What makes this complicated is that the remove_if algorithm doesn't actually call erase() on the vector, or change the size of the vector at any point. It just shifts elements around and leaves some "garbage" elements after the end of the subsequence that you asked it to process. This seems silly, but the whole reason that the STL does it this way is to avoid the problem with invalidated iterators that doublep brought up (and to be able to run on things that aren't STL containers, like raw arrays).
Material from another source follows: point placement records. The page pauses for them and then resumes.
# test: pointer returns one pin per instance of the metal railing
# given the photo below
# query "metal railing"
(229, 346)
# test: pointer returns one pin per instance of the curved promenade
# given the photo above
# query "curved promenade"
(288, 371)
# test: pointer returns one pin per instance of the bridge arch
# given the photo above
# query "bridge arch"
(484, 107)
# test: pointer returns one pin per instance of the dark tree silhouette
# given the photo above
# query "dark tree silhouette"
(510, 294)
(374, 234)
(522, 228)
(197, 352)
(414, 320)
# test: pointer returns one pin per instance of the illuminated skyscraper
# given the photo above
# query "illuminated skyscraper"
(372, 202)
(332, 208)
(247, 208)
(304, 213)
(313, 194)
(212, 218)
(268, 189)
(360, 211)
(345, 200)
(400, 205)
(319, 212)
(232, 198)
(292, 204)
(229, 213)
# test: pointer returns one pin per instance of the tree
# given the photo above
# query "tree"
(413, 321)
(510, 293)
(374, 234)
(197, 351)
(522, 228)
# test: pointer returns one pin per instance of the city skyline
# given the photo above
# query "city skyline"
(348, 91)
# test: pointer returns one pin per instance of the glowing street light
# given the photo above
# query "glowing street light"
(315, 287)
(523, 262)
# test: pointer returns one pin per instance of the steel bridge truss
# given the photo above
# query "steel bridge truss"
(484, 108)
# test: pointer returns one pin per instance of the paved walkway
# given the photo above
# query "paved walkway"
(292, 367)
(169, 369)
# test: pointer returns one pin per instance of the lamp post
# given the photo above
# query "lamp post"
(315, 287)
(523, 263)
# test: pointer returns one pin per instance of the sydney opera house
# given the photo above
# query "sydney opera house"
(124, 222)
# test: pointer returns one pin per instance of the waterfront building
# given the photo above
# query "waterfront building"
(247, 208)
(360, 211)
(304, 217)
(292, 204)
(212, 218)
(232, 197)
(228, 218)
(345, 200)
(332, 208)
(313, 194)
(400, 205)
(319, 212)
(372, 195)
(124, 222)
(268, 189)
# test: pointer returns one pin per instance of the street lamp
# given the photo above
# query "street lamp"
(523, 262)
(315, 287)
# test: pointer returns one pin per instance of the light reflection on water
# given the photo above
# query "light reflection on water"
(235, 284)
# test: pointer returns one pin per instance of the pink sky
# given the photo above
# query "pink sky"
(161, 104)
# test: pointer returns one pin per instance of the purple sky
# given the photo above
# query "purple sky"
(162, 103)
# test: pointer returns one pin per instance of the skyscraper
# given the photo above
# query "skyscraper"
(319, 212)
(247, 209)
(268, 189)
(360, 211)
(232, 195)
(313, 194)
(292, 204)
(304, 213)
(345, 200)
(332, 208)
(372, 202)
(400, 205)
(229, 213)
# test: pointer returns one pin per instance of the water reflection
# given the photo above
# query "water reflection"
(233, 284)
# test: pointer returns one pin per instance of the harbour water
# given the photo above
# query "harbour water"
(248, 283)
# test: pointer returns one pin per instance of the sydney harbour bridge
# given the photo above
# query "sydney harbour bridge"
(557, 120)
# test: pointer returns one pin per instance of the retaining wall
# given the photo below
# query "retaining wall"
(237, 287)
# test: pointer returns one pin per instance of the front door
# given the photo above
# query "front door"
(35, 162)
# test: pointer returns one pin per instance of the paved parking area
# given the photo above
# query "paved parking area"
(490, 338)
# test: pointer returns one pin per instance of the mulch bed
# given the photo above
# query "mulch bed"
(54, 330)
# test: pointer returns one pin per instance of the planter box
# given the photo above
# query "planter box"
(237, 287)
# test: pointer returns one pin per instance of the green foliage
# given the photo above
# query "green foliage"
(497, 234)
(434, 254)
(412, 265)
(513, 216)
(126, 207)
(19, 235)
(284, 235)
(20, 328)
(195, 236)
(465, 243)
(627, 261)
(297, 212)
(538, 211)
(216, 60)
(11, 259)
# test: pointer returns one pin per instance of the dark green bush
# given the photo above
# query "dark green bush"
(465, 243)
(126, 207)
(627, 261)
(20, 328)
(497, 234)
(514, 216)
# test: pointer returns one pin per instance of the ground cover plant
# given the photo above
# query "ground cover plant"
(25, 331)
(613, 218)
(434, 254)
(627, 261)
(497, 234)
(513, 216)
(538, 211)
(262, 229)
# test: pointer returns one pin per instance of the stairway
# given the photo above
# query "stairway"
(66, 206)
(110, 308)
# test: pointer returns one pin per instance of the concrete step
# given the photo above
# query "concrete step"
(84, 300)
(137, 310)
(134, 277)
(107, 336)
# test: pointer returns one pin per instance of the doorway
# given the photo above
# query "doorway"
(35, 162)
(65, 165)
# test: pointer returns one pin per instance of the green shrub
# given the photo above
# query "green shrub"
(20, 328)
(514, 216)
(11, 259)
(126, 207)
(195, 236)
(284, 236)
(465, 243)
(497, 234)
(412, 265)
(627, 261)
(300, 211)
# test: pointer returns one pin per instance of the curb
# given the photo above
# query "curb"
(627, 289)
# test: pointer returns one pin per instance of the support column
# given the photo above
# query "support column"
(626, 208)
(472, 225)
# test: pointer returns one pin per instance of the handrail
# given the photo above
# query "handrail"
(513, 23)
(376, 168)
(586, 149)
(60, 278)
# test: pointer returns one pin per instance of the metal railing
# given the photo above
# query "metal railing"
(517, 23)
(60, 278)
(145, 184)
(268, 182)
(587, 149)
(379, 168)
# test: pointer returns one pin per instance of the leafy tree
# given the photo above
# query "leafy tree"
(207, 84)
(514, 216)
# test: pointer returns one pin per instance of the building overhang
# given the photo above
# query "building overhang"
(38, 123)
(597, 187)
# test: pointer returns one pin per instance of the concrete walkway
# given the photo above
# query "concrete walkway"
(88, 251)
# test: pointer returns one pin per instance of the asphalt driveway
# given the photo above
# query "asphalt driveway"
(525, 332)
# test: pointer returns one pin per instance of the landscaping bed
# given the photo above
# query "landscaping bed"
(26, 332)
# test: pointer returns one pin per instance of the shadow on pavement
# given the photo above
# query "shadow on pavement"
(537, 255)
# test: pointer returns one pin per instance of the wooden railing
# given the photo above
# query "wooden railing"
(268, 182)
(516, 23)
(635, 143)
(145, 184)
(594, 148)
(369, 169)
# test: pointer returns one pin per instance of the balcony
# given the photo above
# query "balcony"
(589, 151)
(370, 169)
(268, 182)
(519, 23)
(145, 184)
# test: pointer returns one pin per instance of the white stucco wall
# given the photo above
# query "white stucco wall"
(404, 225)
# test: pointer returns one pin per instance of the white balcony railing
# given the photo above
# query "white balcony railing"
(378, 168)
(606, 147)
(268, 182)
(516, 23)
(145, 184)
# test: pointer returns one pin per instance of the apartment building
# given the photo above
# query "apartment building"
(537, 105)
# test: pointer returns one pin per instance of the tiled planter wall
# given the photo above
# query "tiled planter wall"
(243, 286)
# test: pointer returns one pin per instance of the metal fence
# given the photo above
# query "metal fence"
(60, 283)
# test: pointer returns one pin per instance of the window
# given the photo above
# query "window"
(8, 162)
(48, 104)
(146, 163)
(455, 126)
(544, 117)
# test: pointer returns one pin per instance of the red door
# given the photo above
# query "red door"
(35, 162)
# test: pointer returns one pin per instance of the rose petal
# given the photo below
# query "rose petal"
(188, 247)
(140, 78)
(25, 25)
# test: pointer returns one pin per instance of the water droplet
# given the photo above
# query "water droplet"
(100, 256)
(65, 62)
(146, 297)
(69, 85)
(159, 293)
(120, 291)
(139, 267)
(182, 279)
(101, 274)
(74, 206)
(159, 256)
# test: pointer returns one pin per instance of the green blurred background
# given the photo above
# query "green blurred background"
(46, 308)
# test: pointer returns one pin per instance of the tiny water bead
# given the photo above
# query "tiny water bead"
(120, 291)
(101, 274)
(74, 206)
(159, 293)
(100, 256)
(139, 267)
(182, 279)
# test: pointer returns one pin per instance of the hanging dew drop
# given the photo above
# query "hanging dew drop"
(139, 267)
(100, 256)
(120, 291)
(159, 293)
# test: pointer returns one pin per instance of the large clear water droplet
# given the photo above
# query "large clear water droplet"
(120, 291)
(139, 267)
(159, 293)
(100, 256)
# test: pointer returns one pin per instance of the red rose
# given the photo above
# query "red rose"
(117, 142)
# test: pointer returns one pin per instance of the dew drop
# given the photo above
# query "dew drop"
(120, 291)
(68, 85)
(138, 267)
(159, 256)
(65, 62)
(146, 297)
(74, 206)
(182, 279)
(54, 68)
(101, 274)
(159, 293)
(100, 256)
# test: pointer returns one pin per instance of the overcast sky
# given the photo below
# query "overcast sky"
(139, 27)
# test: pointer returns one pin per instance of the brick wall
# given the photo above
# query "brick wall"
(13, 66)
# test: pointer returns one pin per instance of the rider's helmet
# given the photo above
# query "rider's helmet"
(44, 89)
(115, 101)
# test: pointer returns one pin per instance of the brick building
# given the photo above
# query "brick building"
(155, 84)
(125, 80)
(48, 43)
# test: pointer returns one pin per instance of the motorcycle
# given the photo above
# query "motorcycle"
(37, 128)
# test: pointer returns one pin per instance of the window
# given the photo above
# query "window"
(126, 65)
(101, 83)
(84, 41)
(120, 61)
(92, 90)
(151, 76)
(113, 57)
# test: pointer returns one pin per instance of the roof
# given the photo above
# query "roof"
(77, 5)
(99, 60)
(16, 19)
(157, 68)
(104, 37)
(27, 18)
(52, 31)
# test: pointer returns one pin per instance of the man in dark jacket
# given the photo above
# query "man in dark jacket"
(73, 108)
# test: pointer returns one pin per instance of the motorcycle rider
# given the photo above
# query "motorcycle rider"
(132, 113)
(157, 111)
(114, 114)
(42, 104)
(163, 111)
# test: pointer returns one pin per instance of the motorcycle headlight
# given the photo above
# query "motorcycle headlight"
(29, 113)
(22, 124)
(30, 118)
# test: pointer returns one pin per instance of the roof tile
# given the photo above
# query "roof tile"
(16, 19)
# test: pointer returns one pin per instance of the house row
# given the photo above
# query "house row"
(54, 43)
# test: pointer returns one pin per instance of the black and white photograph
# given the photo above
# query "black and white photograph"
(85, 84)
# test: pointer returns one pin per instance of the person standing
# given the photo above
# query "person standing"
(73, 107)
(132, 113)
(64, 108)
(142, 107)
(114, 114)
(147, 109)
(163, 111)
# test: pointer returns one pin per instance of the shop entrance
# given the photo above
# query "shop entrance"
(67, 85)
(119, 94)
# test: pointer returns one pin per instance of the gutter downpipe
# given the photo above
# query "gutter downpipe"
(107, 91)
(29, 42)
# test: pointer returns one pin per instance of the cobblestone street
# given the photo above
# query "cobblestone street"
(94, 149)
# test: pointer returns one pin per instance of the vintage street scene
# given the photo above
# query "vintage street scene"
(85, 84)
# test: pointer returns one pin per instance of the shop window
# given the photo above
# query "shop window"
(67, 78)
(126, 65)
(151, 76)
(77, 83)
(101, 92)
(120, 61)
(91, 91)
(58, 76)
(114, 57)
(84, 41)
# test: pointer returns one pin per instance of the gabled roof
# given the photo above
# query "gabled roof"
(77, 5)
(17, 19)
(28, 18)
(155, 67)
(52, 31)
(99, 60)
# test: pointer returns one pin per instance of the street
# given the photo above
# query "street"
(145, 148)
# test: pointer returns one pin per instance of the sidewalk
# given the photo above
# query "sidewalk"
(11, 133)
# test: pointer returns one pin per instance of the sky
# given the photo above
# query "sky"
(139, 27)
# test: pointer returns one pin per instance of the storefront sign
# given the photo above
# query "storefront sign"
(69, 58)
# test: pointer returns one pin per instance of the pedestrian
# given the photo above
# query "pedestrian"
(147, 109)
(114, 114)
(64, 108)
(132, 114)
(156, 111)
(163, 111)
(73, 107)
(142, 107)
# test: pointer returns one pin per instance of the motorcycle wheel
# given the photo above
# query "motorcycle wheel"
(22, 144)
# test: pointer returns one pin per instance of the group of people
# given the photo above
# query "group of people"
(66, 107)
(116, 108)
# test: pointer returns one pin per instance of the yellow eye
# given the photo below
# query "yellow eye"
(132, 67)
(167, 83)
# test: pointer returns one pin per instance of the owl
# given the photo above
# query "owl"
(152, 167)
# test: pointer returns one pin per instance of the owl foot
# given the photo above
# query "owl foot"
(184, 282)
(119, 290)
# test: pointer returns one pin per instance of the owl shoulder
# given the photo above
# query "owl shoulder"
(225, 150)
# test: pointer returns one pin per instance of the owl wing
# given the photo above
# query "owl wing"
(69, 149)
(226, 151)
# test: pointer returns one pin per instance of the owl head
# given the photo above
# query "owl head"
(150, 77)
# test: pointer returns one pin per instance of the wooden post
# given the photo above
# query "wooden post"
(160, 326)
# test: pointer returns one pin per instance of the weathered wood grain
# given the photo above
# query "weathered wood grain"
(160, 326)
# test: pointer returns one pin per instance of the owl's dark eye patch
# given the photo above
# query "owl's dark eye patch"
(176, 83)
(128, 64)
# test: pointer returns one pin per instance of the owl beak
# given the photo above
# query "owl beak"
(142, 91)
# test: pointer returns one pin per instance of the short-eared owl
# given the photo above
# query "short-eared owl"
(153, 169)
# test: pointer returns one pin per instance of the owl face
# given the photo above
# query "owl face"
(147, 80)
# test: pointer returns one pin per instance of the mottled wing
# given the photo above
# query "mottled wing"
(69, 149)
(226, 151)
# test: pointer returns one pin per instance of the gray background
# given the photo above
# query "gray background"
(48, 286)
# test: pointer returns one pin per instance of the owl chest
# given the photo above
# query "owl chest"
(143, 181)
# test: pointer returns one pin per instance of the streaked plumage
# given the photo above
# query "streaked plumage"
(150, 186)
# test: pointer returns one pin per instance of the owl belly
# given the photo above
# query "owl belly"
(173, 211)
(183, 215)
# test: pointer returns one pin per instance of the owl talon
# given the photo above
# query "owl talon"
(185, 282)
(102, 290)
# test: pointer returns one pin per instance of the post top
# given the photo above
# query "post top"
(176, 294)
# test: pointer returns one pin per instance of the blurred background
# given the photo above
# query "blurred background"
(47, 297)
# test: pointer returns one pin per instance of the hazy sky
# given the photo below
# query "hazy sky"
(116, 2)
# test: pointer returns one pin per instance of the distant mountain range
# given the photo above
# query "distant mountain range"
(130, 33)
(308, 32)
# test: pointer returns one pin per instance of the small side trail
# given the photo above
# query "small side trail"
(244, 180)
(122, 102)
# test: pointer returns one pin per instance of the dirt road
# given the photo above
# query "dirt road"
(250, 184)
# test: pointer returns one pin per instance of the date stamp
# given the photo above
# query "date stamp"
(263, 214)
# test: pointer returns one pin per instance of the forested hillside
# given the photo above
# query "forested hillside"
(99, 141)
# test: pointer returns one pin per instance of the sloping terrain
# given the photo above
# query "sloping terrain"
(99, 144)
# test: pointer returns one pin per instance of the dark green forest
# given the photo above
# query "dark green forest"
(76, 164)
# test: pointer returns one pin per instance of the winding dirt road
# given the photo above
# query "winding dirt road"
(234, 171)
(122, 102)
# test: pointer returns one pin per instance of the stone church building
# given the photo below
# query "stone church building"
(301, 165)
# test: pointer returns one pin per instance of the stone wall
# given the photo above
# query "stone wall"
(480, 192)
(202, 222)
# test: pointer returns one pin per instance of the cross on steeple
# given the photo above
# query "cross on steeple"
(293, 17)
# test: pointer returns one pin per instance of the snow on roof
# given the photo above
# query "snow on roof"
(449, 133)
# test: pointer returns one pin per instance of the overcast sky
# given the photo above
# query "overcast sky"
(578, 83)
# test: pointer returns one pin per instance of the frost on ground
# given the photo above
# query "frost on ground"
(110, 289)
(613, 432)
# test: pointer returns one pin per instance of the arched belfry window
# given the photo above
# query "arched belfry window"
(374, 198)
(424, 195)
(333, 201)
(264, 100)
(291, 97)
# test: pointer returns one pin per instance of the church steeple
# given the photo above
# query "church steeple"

Erasing elements in std::vector invalidates iterators past the removed element, so you cannot use "foreign" functions that accept ranges. You need to do that in a different way.
EDIT:
In general, you can use the fact that erasing one element "shifts" all elements at further positions one back. Something like this:
for (size_t scan = 2, end = 4; scan != end; )
{
if (/* some predicate on ints[scan] */)
{
ints.erase (ints.begin () + scan);
--end;
}
else
++scan;
}
Note that std::vector isn't suited for erasing elements in the middle. You should consider something else (std::list?) if you do that often.
EDIT 2:
As clarified by comments, first paragraph is not true. In such case std::remove_if should be more efficient than what I suggested in the first edit, so disregard this answer. (Keeping it for the comments.)
The behavior isn't weird - you're erasing the wrong range. std::remove_if moves elements it "removes" to the end of the input range. In this case, what you're looking for would be to do:
ints.erase(it, ints.begin() + 4 /* your end of range */);
From C++ in a Nutshell:
The remove_if function template
"removes" items for which pred returns
false from the range [first, last).
The return value is one past the new
end of the range. The relative order
of items that are not removed is
stable.
Nothing is actually erased from the
underlying container; instead, items
to the right are assigned to new
positions so they overwrite the
elements for which pred returns false.
See Figure 13-13 (under remove_copy)
for an example of the removal process.